Password Policy and advice
Policy on passwords and advice on how to create, protect and use password in a safe and effective manner.
WIN Centre IT Password/Passphrase Policy
When choosing passwords/passphrases for WIN Centre IT services that do not utilise the University of Oxford Single-Sign On system (SSO), BMRC or MSD-IT accounts, the following policy should be adhered to.
Passphrases must consist of:
- A minimum of 16 characters
- Comprise characters from three of the classes: lower case letters, upper case letters, digits and punctuation
Passphrases must not be written down in any recognisable form and never linked to the associated WIN Centre username. This includes recording the passphrase in electronic form where there is no strong encryption applied (e.g. plain text files/databases or trivial cyphers e.g. ROT-13).

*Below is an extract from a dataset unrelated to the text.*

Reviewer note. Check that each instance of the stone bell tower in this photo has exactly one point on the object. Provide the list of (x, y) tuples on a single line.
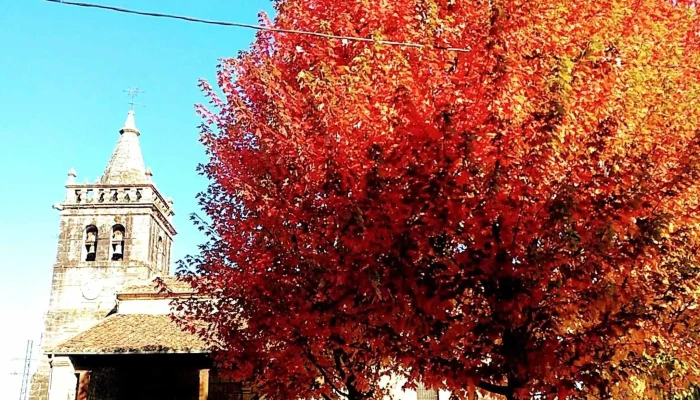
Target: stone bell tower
[(112, 233)]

Pass phrases must NEVER be shared with anyone else - computer accounts are for single person use only.
Exceptions to the sharing rule are:
- Storage of system passwords by the WIN Centre Support Teams, where authorised members of the appropriate Team(s) are allowed to share such pass phrases as required to provide the service. Where possible mechanisms should be implemented to avoid the use of shared system passwords (e.g. multiple administrative accounts).
- Dedicated equipment lacking the support for multiple operator accounts. Steps must be taken to ensure that only authorised users have access to these passwords, and where possible these devices should not be attached to general purpose networks.
Passphrases may be stored in encrypted databases to which you have sole knowledge of the encryption passphrase for the database. The encrypted database MUST automatically lock when idle for more than 10 minutes. This would typically be provided by a password manager application (see below).
Where the use of SSH public/private key authentication is authorised, the private key of an individual's device MUST be encrypted with a passphrase. The use of a key 'agent' to provide the encrypted key on demand is acceptable AS LONG AS the passphrase is required to initialise the agent (e.g. do not use the macOS keychain). The passphrase used MUST comply with this passphrase policy.
Where SSH public/private key authentication is used for system processes, where possible the private keys should be encrypted. If automated processes need access to these keys without human interaction then the passphrase should be obtained by an appropriate audited key service as provided or approved by the WIN IT Team. Where this is not possible a security audit of the requirements of the service must be carried out and reviewed on a regular basis.
Where a service supports multi-factor authentication, it should be enabled. SMS/telephone factors should be avoided; the use of OTP applications, e.g. Microsoft Authenticator is recommended.
At first glance, the requirement for a 3-character class, 16 character passphrase seems onerous and likely to lead to writing down of the passphrase, but this need not be the case. There are two approaches to simplifying passphrase memorisation:
1) Use a phrase - take three, four or five unrelated, randomly selected words and string them together with some form of punctuation, e.g.
Random Celeriac Dominion
Some services do not allow spaces, try other punctuation. If the service insists on numbers being included DON'T use significant dates, just add some random numbers at the start, end or somewhere in the middle or replace a character with a similar number, e.g. o > 0, 1 > I, e > 3.
2) Where services offer multi-factor authentication enable it - if given the choice, choose ‘Authenticator app’ rather than SMS (which is less secure). Password managers (see next point) support generating the login tokens so you don’t necessarily need extra software.
3) Use a password manager. If you use a password manager your passphrase can be completely random, you don't need to remember it, just make sure your master passphrase IS strong, remember you only need to remember this passphrase. When choosing an app/service make sure that they promise zero knowledge, i.e. the service provider (if there is a cloud component) cannot read your data under any circumstances - all decryption should take place on your device.
https://1password.com (Windows, macOS, iOS, Android and via Chrome/Firefox in Linux) is a subscription service approved by University InfoSec for the storage of passwords. Free alternatives include https://keepassxc.org (Windows, macOS and Linux) and https://bitwarden.com (all platforms).
When choosing an app/service make sure that they promise zero knowledge, i.e. the service provider (if there is a cloud component) cannot read your data under any circumstances - all decryption should take place on your device.
Also make sure you backup your password database (e.g. by placing it in OneDrive if the manager doesn’t use a cloud sync service).
We strongly discourage the use of LastPass due to several significant security breaches in the recent past (as of 2023).